The insurance industry expects the budget proposals to increase disposable income through hike in tax rebates, pensions, health cover for the masses and digital connectivity, help the sector grow faster.
"The interim budget aims to uplift the poor, both in cities as well as in villages," ICICI Lombard General Insurance's Bhargav Dasgupta said.
For the insurance industry, the schemes aimed at boosting farmers' income and reducing tax outgoes for the middle-class will encourage consumption, while the plan to develop 1 lakh digital villages will boost digital infrastructure, he added.
It can be noted that apart from providing income tax rebate of up to Rs 5 lakh and Rs 6000 per annum in basic income support to small farmers, the budget also rolled out a target to have 1 lakh 'digital villages'.

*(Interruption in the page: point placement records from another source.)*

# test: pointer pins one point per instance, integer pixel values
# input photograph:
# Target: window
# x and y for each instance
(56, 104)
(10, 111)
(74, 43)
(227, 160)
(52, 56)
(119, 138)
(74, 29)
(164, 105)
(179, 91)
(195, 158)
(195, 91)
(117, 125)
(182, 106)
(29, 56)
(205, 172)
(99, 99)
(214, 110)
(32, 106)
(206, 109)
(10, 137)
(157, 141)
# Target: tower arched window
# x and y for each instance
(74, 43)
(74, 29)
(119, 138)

The life insurance industry will benefit from the increase in disposable incomes, high digital connectivity in the hinterlands and focus on infrastructure boosting job creation, Pankaj Razdan of Aditya Birla Sun Life said.
The mega pension scheme for the unorganised sector is also a positive for the sector, he said as it is a well- thought-out plan.

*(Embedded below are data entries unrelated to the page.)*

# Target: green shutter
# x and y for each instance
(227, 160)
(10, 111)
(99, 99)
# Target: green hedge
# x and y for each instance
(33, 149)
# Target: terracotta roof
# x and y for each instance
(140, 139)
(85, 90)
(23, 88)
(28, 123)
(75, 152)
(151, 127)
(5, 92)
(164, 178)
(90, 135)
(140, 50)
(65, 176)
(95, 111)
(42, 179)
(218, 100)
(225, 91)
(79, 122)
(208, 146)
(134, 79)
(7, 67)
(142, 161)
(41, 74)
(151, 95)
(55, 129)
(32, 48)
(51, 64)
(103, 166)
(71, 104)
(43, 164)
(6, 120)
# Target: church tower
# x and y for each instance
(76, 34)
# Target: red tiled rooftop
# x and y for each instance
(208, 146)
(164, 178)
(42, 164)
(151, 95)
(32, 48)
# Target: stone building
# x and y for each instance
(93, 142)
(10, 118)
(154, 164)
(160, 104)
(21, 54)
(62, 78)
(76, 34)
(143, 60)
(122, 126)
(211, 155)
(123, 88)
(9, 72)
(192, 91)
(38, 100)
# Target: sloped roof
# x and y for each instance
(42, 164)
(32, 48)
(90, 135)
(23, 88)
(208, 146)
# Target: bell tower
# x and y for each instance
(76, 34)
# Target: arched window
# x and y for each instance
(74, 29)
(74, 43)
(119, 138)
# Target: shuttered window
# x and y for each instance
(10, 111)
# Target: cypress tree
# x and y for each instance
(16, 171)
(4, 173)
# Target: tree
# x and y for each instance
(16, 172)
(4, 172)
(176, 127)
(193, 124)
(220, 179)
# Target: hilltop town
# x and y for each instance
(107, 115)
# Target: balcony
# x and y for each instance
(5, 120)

Aegon Life' Saba Adil explained the proposal to remove tax threshold on gross income up to Rs 6.5 lakh, if managed well, can give an impetus to life insurance industry as insurance is an important tax saving tool.
With the Ayushman Bharat being the focus, health insurance penetration and healthcare infrastructure will get a major boost, Tapan Singhel of Bajaj Allianz General Insurance said.